This includes social media, news sites, discussion forums, search engine results, and web archives.

The information in question may be true or false, and anything from embarrassing to libelous.

 

Often discussions about removing old information center on calls for Google to remove information from their search results. I think they are chosen because they are the dominant search engine, and people feel that if the information is not shown in Google, then it is effectively gone. Of course, search engines are really just pointing to the actual data, while generally lives on some other website.

Being removed from Google does nothing to the existence of the information, nor would it impact indexing of that information by other search engines.

 

Even if you get the hosting website to remove the information, there are many organizations like archive.org who may have copied and archived the information, thus keeping it alive and available.

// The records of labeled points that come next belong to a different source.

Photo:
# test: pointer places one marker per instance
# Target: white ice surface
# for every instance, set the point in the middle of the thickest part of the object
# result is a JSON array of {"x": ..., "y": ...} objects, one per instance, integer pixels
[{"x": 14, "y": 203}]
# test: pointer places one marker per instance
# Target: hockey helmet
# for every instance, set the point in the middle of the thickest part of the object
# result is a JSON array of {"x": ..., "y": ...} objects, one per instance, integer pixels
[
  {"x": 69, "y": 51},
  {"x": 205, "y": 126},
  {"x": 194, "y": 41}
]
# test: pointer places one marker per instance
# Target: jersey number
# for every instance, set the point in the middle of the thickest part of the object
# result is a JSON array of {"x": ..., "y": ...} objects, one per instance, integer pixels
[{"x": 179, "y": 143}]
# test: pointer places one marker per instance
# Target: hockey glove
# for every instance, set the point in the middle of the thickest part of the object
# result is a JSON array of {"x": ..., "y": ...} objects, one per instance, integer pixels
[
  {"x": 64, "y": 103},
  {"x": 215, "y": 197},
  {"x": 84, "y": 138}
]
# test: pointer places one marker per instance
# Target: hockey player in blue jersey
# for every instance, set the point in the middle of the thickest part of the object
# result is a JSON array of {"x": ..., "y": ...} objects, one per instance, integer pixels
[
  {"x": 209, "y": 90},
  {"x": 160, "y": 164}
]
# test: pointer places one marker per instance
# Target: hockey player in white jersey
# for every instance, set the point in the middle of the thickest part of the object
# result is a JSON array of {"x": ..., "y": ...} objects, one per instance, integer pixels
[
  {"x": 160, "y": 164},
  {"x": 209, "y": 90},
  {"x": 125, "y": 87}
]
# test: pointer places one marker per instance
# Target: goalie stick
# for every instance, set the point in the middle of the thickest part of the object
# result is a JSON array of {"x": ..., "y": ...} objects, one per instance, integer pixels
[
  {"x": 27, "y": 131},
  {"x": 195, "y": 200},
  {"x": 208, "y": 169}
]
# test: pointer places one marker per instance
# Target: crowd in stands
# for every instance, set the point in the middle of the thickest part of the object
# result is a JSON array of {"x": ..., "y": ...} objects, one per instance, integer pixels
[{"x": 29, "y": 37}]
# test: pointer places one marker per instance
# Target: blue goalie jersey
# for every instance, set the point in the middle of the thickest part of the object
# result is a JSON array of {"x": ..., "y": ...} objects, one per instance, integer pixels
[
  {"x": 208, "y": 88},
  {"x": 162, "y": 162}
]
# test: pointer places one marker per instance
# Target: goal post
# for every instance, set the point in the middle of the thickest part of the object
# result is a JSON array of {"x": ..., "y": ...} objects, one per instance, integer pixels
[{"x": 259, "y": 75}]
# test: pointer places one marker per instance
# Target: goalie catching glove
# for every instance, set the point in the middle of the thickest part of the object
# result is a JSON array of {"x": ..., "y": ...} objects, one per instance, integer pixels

Here are some examples of information that you might want removed.

  • Racist rantings on an old social media site to which access has been lost.
  • Drunk party pictures on a friend’s social media account.
  • Newspaper articles about dubious business activities.
  • Court records of a conviction after the sentence has been completed.
  • Negative reviews on a review website.
  • Unflattering feedback on a dating website.

 

In many of these cases, your “right to be forgotten” runs directly into another person’s “right to free speech”.

 

My thinking on this is still evolving, and I would welcome your thoughts and feedback. Right now I think that the free speech right trumps the right to be forgotten except in specific situations which need to be legally carved out individually; things like limitations on how long credit information should be allowed to follow you. Of course, the problem will be that every country will draw these lines differently, making enforcement and compliance very difficult, and leading to opportunities for regulatory arbitrage.

 

We are already seeing this in the EU. While most of the EU is moving towards codifying a right to be forgotten, the UK is planning to opt out of that.